Top 5 Coldest Countries on Earth
Russia’s winters have stopped invading armies. Rather than entering into peace negotiation with Napoleon Bonaparte, who had already conquered most of Europe by 1812, Tsar Alexander decided to let Russia’s grim climate handle the French invaders. Summers in the Russian tundra are brief. Snow and rain visit this vast stretch of land at least eight months throughout the year. In 1974, a record temperature of 96 degrees below zero Fahrenheit was recorded in northeast Siberia. Russia is the coldest country in the world.
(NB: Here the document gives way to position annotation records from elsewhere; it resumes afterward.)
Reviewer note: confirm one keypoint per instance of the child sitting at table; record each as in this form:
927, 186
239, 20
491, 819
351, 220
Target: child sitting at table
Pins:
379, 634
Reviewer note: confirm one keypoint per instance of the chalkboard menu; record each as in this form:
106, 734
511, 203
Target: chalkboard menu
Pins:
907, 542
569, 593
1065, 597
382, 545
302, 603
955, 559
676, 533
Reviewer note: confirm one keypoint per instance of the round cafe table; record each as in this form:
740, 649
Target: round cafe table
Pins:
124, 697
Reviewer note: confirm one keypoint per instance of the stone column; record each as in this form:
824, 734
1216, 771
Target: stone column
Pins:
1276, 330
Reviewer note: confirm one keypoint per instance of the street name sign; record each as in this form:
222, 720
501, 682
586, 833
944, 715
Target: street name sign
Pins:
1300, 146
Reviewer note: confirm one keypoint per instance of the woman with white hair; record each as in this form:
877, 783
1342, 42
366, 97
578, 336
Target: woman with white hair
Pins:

The “Canadian Encyclopedia” describes southern Canada as “the battle zone between cold air from Arctic regions and warm, moist air from the south.” From its southern border, it stretches all the up to the 83rd parallel, less than 500 miles below the North Pole. January temps for the second-largest country in the world average a teeth-rattling 18.58 degrees below zero Fahrenheit, and this makes Canada the second-coldest country.
Although far below the Arctic Circle, Mongolia’s high altitude, some 4,900 feet above sea level, and arid desert climate bring cool summers and bitterly cold winters. Slightly smaller than Alaska, land-locked Mongolia is located between Russia and China. In the summer, the mercury rarely rises to about 63 degrees Fahrenheit, and winter temps can dip well below 23 degrees below zero Fahrenheit. Mongolia’s winter season begins in November and lasts through the end of April.
The coldest temperature ever recorded in Finland was a bone-chilling 60.7 degrees below zero Fahrenheit. The fourth coldest country in the world, it is wedged between Russia, Sweden and Norway. Slightly smaller than Montana, the influence of the Atlantic current and Baltic Sea moderates its climate, giving it a year-round average of 41 degrees Fahrenheit and summer days that can raise the mercury to 72 degrees Fahrenheit. Despite its mild summers, Finland has measurable frost 137 days of the year.
A hair’s breadth below the Arctic Circle, Iceland is a geographical oddity. Volcanic activity and the Gulf Stream make this roughly 40,000-square-mile nation warmer than many places at this latitude. But the Gulf Stream’s warm water clashing with the Arctic air also causes the weather to be unpredictable. With average winter temperatures at around freezing and an average year-round temperature of 41 degrees Fahrenheit, this fjord-ringed island is the fifth coldest nation in the world.